Work Health and Safety (WHS) is critical to Australian productivity and prosperity.
According to a new report from Safe Work Australia, reducing workplace injuries and illnesses will significantly improve productivity and provide more jobs and higher wages.
“Safer, healthier, wealthier: The economic value of reducing work-related injuries and illnesses” technical report from Safe Work Australia shows the Australian economy would have been substantially better off if there had been no work-related injury or illness between 2008 and 2018.
During that time, there was an average of 623,663 workplace injuries and illnesses a year. This led to significant productivity losses arising from absenteeism and presenteeism, as well as ongoing losses to labour supply from work-related deaths and injuries or illnesses causing permanent incapacity.
These long-term productivity losses will continue to influence the Australian economy through to 2065. Further costs incurred by the health system totalled $3.4 billion annually, while annual payments of $4.5 billion went towards workers’ compensation and other financial costs.
Better jobs with higher wages
If there had been no workplace injuries and illnesses over that period, Australia’s economy would have been $28.6 billion stronger each year. Along with an additional 185,500 jobs every year.
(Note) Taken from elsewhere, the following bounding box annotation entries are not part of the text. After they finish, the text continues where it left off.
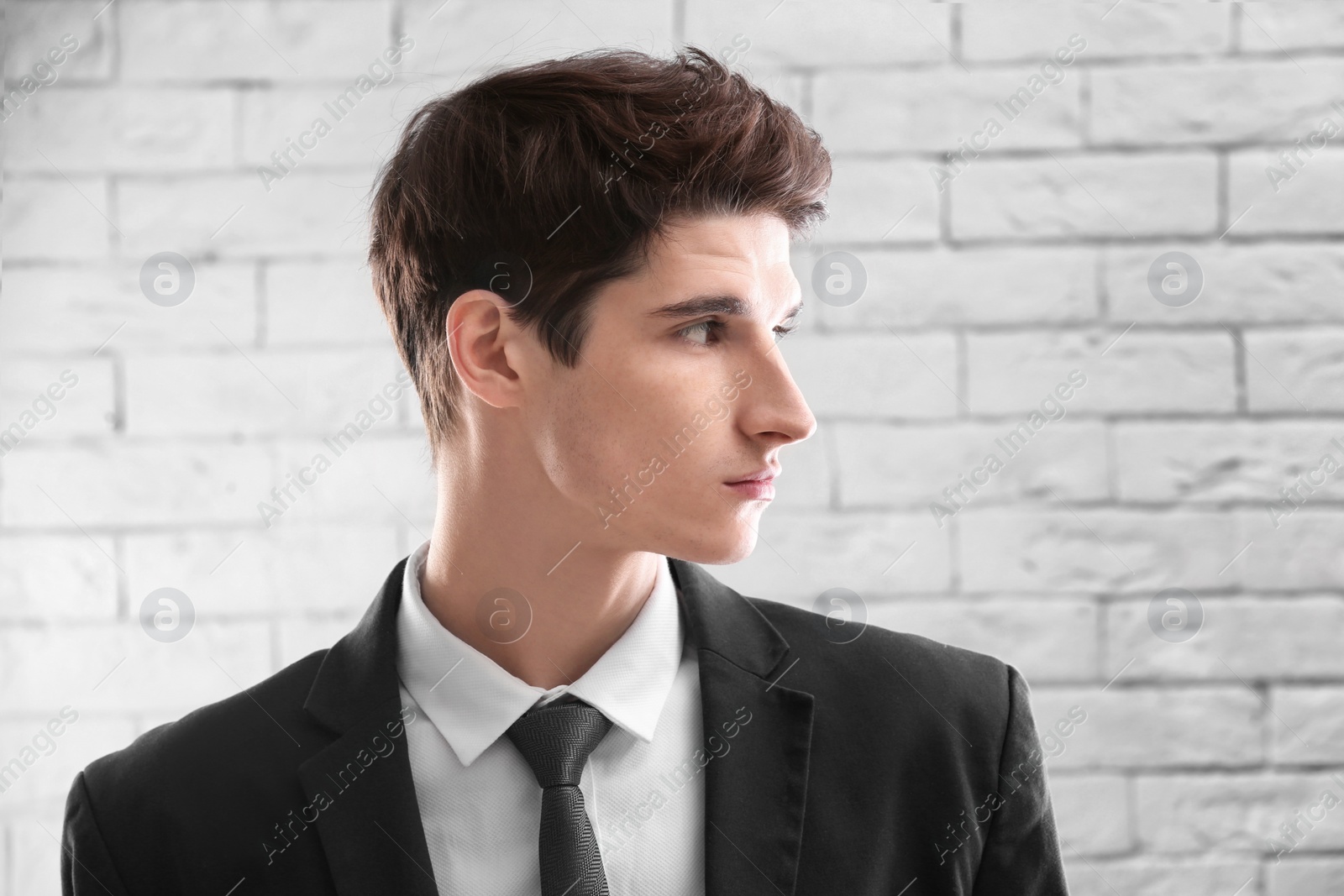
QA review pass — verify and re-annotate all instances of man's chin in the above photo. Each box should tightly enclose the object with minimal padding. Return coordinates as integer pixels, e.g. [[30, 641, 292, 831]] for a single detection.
[[661, 520, 757, 565]]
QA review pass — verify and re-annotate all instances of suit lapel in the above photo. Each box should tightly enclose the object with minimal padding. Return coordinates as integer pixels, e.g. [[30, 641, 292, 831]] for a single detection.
[[298, 560, 438, 896], [670, 558, 813, 896], [298, 558, 813, 896]]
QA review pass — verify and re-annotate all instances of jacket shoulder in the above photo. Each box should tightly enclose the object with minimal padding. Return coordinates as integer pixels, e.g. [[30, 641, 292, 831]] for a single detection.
[[83, 649, 327, 810], [746, 598, 1008, 682]]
This impact would have translated to a 1.6 percent increase in GDP every year, which is comparable to the current direct contribution of the Australian agriculture industry.
When an Australian worker experiences a workplace injury or illness, it’s not only them, their families and communities that suffer; the wider Australian workforce also loses the opportunity to access more and better jobs with higher wages.
Work is a vital component of life. Many of the same physical, psychological and social elements that influence overall wellbeing also determine workforce participation.
Keep workers safe and healthy
Advances in safety and medicine have allowed Australians to live longer, healthier and more productive lives. But this brings an increased risk of workplace accidents and illnesses, which can cause debilitating injuries.
Although the risk of being injured at work in Australia has decreased in the last 10 years, there are still 220,000 workers injured each year.
The cost to society is high, with each workplace injury costing on average $35,000 and ongoing flow-on effects.
Keeping people safe and healthy at work produces substantial and long-lasting positive benefits.